Abstract

Ultrasound (US)-guided permanent prostate implants typically use US prostate volumes to plan the implant procedure and CT prostate volumes for 3D dosimetric evaluation of the implant. Such a protocol requires that CT and US prostate volumes be registered. We have studied the impact of prostate volume registration on postimplant dosimetry for patients with low-grade prostate cancer treated with combined US and fluoroscopic-guided permanent implants. A US image set was obtained with the patient in the lithotomy position to delineate the prostate volume that was subsequently used for treatment planning. Each plan was customized and optimized to ensure complete coverage of the US prostate volume. After implant, a CT scan was obtained for postimplant dosimetry with the patient lying supine. Sources were localized on CT by interactively creating orthogonal images of small cubes, whose dimensions were slightly larger than the source, to assure unique identification of each seed. Ultrasound and CT 3D surfaces were registered using either (a) the rectal surface and base of the prostate, or (b) the Foley balloon and urethra as the alignment reference.

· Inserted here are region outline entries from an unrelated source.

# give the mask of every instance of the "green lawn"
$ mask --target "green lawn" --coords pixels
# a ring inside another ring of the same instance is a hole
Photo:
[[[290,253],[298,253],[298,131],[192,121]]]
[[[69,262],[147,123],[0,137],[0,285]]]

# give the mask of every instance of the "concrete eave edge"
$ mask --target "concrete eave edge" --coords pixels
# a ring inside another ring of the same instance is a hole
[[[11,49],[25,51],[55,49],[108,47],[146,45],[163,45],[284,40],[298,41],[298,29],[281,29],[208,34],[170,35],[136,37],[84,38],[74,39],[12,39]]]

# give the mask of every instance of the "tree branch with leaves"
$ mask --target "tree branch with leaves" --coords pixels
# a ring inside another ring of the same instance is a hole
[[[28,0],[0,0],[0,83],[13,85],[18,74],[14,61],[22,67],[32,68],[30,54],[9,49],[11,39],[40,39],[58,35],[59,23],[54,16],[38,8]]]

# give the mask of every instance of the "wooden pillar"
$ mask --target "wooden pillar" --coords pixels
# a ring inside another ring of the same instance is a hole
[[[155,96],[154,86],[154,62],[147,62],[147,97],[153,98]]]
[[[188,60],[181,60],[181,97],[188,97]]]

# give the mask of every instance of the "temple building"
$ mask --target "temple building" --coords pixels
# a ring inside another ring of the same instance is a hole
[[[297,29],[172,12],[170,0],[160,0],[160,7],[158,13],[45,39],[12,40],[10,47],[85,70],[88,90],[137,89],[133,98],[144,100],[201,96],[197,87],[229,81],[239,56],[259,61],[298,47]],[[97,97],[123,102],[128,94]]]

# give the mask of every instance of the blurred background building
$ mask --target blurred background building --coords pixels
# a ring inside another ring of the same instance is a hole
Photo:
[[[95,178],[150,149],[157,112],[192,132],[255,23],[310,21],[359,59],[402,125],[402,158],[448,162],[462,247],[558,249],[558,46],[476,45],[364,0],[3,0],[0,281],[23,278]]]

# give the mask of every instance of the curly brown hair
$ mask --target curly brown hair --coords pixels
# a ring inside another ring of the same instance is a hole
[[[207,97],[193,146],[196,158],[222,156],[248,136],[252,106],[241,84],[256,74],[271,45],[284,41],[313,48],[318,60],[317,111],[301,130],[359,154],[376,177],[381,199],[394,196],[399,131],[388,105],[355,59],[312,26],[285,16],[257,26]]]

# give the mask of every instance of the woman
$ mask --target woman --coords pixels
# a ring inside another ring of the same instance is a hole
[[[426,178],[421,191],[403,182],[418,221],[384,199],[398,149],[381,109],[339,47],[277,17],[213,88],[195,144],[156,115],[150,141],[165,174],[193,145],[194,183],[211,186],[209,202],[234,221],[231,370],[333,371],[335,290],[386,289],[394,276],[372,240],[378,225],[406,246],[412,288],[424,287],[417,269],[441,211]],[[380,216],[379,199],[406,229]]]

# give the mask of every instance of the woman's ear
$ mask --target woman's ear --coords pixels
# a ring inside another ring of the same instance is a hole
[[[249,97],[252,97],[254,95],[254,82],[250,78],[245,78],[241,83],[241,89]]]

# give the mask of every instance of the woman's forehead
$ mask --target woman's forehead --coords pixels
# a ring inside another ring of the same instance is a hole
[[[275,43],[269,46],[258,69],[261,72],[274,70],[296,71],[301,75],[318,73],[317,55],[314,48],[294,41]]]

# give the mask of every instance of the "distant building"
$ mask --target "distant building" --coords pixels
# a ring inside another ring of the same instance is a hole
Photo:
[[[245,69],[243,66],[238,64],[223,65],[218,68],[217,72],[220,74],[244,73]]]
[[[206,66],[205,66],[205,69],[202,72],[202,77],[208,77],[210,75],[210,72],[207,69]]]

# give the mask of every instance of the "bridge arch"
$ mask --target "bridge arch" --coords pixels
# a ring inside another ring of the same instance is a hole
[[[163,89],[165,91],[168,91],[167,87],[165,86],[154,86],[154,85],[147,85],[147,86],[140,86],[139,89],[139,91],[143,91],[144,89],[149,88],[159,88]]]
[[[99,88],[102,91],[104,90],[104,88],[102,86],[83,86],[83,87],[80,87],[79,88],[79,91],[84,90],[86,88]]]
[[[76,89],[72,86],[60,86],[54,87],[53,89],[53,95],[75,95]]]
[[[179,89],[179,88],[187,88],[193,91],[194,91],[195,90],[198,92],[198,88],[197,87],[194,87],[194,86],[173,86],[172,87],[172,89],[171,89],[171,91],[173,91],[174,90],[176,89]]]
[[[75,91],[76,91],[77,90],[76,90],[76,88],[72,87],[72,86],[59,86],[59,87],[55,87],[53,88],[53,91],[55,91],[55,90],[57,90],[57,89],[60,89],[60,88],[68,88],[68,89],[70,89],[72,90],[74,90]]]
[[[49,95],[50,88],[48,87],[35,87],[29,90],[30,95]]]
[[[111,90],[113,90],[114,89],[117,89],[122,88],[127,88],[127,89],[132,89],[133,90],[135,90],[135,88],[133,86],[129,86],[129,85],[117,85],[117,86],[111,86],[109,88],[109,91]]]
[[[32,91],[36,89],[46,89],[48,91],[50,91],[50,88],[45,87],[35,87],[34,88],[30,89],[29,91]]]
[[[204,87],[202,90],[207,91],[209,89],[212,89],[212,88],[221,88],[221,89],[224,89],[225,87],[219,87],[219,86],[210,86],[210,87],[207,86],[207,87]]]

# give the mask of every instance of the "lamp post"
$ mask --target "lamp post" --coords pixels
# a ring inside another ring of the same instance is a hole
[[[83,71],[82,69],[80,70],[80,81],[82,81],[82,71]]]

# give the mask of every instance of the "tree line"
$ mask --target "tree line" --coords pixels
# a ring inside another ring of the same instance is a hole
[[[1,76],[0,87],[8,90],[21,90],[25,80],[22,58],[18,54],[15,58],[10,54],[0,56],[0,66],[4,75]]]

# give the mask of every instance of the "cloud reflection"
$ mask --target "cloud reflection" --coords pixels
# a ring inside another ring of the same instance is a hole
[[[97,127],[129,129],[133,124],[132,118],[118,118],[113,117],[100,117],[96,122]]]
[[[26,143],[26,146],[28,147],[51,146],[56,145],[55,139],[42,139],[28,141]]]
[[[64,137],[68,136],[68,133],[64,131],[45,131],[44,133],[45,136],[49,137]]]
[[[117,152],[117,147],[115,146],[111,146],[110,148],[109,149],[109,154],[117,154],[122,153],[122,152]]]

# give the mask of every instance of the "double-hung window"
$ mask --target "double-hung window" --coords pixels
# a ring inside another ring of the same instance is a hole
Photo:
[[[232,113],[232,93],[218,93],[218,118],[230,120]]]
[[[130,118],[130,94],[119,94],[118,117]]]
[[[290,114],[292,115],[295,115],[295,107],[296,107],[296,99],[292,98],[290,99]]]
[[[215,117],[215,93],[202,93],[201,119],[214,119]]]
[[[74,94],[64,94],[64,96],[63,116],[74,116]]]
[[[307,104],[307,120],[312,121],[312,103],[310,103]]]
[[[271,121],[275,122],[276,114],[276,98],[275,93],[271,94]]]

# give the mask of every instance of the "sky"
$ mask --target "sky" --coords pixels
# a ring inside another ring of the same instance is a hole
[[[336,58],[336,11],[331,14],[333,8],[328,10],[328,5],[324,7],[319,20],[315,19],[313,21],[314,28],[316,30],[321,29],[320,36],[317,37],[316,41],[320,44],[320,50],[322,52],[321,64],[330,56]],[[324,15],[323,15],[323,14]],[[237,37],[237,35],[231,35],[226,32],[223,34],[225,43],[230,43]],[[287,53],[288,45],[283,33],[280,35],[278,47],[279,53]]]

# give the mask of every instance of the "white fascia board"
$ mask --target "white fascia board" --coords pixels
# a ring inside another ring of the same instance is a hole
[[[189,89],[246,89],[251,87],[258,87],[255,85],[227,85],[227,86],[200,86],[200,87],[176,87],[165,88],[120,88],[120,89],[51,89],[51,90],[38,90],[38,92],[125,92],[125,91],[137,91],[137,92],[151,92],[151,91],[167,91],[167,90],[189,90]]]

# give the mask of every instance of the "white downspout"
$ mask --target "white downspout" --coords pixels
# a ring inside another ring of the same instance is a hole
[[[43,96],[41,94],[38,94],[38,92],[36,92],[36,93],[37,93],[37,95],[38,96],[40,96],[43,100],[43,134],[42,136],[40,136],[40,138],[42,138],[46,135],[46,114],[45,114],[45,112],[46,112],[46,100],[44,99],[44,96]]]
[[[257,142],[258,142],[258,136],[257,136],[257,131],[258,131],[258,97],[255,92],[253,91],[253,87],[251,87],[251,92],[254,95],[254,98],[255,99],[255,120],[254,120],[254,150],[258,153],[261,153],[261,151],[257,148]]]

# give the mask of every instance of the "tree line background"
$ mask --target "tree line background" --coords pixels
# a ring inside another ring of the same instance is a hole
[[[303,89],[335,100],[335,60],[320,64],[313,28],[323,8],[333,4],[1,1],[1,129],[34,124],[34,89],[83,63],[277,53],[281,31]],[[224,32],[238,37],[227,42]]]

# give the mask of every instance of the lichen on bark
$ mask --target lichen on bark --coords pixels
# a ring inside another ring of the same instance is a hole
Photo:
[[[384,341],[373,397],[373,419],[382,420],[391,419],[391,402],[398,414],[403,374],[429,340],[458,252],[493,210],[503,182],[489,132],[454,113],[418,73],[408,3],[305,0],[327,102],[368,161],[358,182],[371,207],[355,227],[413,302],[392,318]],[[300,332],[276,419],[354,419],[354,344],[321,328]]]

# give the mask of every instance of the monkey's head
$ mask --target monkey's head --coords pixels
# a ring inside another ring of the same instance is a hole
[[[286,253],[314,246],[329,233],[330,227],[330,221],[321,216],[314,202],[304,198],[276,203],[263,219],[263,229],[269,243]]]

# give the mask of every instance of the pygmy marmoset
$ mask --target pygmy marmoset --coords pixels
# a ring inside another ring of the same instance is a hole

A dose distribution was assigned to the US prostate volume based on the CT source distribution, and the dose-volume histogram (DVH) was calculated. Prostate volumes drawn from US images differ from those drawn from CT images with the CT volumes being typically larger than the US volumes. Urethral registration of the prostate volume based on aligning the prostatic urethra generates a dose distribution that best follows the preimplant plan and is geometrically the preferable choice for dosimetry. The dose distribution and the DVH for the US prostate is sensitive to the mode of registration limiting the ability to determine if acceptable dose coverage has been achieved.